There’s all sorts of things parents do, though, which store up future problems for their children. That’s why poet Philip Larkin famously said “They f*** you up, your mum and dad.” Evidence suggests that the regime orientated parenting methods such as leaving babies to cry and trying to regulate their instinctive behaviour can cause much more harm than good for future mental wellbeing. We have a situation where 1 in 4 adults will have mental health problems at some point in their lives. Do we ban these methods in the hope of improving mental health? I can imagine the outcry if a Government tried.
What I think would me more helpful, though, is an attempt by Governments and politicians to put the needs of children front and centre, to try to change the culture to make us a much more child friendly place. We don’t actually seem to like kids very much here – we ghettoise them, try to confine them to soft play areas so that adults can get on with their own socialising. Then we complain when they hang around with each other as teenagers. Maybe we should be thinking about how we can best integrate them into our lives and accept and enjoy them in every environment. Then it might not be so easy to dismiss the effects on them of lighting up in a small metal box.
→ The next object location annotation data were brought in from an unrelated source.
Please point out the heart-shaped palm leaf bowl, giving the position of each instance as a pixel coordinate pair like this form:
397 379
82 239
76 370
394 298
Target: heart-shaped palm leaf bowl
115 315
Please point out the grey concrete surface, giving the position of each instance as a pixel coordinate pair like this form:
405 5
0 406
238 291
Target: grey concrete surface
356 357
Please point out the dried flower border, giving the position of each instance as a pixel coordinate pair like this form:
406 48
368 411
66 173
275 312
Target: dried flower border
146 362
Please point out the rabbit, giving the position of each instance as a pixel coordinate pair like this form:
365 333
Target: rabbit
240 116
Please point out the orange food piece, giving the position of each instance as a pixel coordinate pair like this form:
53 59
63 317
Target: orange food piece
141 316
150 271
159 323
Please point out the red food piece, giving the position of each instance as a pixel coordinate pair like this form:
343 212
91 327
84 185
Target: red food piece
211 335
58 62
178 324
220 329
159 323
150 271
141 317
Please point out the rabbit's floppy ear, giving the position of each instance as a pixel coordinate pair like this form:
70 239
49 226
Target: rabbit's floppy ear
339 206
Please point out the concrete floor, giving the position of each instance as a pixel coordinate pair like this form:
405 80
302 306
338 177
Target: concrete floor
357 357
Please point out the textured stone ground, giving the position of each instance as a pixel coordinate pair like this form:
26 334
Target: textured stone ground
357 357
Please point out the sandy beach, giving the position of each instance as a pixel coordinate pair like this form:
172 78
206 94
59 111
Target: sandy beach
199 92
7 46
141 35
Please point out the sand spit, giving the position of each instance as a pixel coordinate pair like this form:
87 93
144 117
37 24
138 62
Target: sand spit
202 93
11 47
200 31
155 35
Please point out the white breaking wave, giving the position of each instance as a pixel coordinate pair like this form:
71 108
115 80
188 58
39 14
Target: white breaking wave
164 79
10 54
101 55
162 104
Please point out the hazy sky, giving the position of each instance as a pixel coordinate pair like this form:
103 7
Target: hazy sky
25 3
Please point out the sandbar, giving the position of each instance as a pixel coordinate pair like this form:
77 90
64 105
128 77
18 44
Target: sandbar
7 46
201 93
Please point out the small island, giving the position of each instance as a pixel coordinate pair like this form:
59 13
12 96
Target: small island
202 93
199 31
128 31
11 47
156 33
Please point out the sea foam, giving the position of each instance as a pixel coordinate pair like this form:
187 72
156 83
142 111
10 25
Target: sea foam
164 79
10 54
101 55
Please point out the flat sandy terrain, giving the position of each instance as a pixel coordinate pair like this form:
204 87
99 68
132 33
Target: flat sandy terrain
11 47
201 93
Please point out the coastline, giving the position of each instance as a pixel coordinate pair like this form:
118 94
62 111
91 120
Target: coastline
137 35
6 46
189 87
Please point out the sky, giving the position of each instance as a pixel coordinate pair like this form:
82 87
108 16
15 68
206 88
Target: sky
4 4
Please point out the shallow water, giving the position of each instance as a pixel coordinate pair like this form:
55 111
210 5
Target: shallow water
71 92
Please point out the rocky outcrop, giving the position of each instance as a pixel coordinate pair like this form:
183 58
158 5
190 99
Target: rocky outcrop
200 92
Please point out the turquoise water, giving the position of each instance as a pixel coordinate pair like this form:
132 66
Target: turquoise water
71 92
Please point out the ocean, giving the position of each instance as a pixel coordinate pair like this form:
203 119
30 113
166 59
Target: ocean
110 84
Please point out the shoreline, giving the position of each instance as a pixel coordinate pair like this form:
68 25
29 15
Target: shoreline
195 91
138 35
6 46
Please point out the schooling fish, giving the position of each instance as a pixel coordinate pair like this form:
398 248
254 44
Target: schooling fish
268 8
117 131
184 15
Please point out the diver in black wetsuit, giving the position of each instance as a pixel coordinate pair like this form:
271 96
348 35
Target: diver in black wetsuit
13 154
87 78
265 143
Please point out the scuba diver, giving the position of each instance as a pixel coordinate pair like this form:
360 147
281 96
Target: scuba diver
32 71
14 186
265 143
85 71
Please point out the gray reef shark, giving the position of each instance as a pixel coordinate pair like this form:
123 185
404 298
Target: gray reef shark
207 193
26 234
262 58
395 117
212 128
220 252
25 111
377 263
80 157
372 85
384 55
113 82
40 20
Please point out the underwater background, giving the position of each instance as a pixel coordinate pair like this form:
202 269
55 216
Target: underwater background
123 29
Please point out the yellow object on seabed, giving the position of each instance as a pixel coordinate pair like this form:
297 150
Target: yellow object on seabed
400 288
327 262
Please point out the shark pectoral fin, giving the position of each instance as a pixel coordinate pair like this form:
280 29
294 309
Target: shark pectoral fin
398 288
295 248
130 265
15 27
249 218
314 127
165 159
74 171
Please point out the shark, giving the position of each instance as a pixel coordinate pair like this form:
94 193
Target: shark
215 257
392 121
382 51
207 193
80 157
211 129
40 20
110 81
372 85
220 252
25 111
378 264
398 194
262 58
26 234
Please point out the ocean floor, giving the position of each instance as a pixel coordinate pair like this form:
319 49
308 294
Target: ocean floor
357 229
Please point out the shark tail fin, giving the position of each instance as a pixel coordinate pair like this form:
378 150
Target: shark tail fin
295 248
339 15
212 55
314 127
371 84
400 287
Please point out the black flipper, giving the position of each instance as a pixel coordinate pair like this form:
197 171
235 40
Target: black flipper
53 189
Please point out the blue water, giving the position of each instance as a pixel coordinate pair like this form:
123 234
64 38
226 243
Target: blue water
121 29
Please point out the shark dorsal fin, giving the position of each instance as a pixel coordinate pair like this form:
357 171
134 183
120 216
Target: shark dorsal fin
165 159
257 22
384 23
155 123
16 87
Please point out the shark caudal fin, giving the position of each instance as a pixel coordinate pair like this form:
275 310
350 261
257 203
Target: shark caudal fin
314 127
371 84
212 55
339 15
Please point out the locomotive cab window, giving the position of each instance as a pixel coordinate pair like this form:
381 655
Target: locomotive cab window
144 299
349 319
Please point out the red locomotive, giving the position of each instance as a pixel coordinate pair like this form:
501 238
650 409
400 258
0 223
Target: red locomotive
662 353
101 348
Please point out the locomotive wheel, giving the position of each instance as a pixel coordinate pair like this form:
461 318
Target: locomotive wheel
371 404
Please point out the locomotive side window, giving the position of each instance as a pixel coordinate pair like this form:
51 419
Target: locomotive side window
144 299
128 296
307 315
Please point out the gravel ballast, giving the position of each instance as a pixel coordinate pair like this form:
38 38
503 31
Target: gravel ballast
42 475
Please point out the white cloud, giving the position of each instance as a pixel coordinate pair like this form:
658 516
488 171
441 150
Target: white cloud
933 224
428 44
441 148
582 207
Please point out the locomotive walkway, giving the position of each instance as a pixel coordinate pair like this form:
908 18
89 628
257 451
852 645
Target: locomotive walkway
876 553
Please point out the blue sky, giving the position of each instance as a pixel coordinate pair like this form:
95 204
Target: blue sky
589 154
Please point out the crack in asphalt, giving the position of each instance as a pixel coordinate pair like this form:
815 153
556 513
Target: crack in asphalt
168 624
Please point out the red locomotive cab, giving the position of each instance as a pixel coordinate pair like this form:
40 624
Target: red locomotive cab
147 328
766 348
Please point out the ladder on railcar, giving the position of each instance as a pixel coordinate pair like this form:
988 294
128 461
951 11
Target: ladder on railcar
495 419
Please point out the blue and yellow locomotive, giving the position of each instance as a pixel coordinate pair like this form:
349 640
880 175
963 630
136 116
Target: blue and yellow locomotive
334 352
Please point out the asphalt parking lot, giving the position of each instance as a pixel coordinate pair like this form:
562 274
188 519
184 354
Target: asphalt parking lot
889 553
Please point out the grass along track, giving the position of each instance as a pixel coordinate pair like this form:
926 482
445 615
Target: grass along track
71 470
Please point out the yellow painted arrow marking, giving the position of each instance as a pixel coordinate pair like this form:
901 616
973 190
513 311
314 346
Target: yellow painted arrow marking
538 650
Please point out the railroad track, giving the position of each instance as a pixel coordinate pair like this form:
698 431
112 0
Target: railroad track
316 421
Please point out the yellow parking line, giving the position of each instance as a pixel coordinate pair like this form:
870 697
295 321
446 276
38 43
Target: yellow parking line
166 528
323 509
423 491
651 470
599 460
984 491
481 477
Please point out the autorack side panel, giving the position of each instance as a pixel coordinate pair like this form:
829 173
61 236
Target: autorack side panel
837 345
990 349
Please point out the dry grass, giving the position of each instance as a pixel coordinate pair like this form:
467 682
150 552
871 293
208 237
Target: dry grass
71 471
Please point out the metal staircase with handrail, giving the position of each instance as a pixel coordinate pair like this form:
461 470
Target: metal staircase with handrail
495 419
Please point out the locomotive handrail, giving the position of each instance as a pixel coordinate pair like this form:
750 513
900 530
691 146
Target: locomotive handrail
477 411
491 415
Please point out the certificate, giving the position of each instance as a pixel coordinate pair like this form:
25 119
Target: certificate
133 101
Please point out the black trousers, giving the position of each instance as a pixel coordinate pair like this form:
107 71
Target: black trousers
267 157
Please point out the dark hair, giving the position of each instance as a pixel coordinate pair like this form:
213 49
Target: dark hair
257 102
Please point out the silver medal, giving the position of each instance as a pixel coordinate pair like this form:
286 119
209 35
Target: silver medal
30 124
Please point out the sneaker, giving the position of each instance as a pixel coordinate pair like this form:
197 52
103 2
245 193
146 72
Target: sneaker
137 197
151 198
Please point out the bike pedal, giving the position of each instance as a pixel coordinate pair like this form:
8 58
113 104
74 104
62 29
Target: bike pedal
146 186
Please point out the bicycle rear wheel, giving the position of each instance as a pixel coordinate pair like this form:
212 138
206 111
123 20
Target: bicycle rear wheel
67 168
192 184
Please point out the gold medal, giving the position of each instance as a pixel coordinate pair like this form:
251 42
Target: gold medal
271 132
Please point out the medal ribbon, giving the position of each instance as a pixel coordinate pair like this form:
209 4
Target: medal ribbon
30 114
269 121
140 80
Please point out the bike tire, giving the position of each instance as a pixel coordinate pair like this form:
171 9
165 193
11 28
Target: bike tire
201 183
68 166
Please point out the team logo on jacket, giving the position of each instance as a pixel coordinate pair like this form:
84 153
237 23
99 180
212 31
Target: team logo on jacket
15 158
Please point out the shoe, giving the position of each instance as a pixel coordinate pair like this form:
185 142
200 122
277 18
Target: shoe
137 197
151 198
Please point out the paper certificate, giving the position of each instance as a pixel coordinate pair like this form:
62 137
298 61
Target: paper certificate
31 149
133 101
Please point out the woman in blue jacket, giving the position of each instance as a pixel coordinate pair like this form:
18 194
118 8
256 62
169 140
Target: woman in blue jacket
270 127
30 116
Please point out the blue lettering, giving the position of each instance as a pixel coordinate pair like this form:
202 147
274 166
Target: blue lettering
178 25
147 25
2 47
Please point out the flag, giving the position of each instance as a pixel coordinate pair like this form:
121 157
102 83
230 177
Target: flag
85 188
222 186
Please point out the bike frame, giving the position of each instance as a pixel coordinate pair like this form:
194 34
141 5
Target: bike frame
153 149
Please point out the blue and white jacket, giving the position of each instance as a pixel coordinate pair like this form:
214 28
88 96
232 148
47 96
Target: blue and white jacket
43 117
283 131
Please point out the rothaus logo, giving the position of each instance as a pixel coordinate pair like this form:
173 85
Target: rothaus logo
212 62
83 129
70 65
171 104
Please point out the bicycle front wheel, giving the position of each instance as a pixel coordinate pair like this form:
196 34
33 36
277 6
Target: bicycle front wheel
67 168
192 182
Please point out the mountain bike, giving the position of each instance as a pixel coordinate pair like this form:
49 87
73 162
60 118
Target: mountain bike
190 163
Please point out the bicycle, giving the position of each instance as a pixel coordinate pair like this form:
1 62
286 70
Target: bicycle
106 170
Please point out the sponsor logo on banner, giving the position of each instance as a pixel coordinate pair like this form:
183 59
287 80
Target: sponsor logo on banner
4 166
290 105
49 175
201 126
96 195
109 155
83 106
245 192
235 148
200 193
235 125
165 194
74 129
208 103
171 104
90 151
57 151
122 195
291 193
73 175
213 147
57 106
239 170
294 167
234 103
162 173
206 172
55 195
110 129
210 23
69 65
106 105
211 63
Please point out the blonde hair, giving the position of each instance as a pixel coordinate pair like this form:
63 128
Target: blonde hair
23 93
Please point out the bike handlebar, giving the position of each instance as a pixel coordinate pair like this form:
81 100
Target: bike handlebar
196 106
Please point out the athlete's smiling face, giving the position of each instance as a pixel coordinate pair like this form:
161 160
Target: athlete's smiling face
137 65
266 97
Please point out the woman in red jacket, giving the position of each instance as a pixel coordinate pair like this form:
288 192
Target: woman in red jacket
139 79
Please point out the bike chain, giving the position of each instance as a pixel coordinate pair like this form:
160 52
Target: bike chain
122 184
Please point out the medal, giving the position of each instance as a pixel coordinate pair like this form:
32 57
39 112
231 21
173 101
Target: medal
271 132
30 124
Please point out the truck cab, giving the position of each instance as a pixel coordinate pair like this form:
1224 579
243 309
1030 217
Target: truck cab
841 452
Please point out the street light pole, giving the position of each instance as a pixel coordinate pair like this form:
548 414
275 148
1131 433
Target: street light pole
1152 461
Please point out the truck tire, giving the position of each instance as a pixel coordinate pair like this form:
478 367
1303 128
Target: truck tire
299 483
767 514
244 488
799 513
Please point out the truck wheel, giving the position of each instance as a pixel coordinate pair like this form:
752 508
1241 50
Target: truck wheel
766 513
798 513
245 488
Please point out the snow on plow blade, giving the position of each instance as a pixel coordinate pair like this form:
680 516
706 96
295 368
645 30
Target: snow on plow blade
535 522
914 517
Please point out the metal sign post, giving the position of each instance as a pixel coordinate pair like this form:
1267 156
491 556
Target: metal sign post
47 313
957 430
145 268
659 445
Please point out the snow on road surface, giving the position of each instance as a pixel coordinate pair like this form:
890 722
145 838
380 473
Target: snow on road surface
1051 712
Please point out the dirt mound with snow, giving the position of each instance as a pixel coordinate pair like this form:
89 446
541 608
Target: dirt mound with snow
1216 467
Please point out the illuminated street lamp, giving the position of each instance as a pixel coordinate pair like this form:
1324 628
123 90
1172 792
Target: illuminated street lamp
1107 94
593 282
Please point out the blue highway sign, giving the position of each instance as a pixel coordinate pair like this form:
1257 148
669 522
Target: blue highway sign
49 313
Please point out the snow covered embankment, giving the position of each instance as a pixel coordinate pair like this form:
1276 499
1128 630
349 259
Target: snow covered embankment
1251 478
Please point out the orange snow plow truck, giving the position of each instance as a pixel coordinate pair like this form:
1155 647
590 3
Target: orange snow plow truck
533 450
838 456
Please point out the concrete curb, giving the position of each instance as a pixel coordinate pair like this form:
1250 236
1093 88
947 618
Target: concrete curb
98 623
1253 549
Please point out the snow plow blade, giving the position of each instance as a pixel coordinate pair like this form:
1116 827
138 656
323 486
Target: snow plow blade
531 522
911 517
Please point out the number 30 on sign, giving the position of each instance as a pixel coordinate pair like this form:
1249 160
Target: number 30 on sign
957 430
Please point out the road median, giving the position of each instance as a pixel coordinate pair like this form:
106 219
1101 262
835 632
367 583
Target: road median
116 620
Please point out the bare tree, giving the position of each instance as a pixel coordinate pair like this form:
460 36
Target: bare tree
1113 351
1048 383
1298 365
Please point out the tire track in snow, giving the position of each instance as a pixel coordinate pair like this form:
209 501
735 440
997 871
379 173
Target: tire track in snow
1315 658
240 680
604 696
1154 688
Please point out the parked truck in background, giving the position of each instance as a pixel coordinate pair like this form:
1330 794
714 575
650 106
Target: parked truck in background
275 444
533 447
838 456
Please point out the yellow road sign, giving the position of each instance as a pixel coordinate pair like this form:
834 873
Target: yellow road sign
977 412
I suspect the BMA’s agenda is actually to gain a ban where children is concerned by making it look like a compromise on this proposal, but I think that even this would be too far.
I’m pleased to see that the Scottish Government is being quite sensible in response to the BMA’s proposal, which I presume is down to Nicola Sturgeon. They say that:
“While we have no plans to extend the smoke-free laws to private cars, the Scottish government is conscious that private cars are now one of the main places for exposure of children to second-hand smoke.
“In developing our refreshed national tobacco control strategy for publication next year we will consider with our health improvement partners what further steps might be taken to protect children from the risks posed by second-hand smoke.”
I think Nicola should sit down with Angela Constance, the Children’s Minister, the Children’s Commissioner, representatives of children’s charities and maybe even some children themselves and work out how best to make Scotland a more child friendly culture. That to me is the most sensible way forward. Changing culture takes time, but think back to the when I was a child when nobody wore seatbelts in cars and drink driving wasn’t exactly encouraged, but it wasn’t frowned upon either.
South of the border, they should do the same sort of thing. A sort of ongoing children’s summit, if you like.
If the Government tried to ban everything that was risky, then we’d literally never go out – and staying cooped up at home isn’t exactly healthy either. There are some things you shouldn’t legislate for. Personal freedom is precious and we must guard it carefully.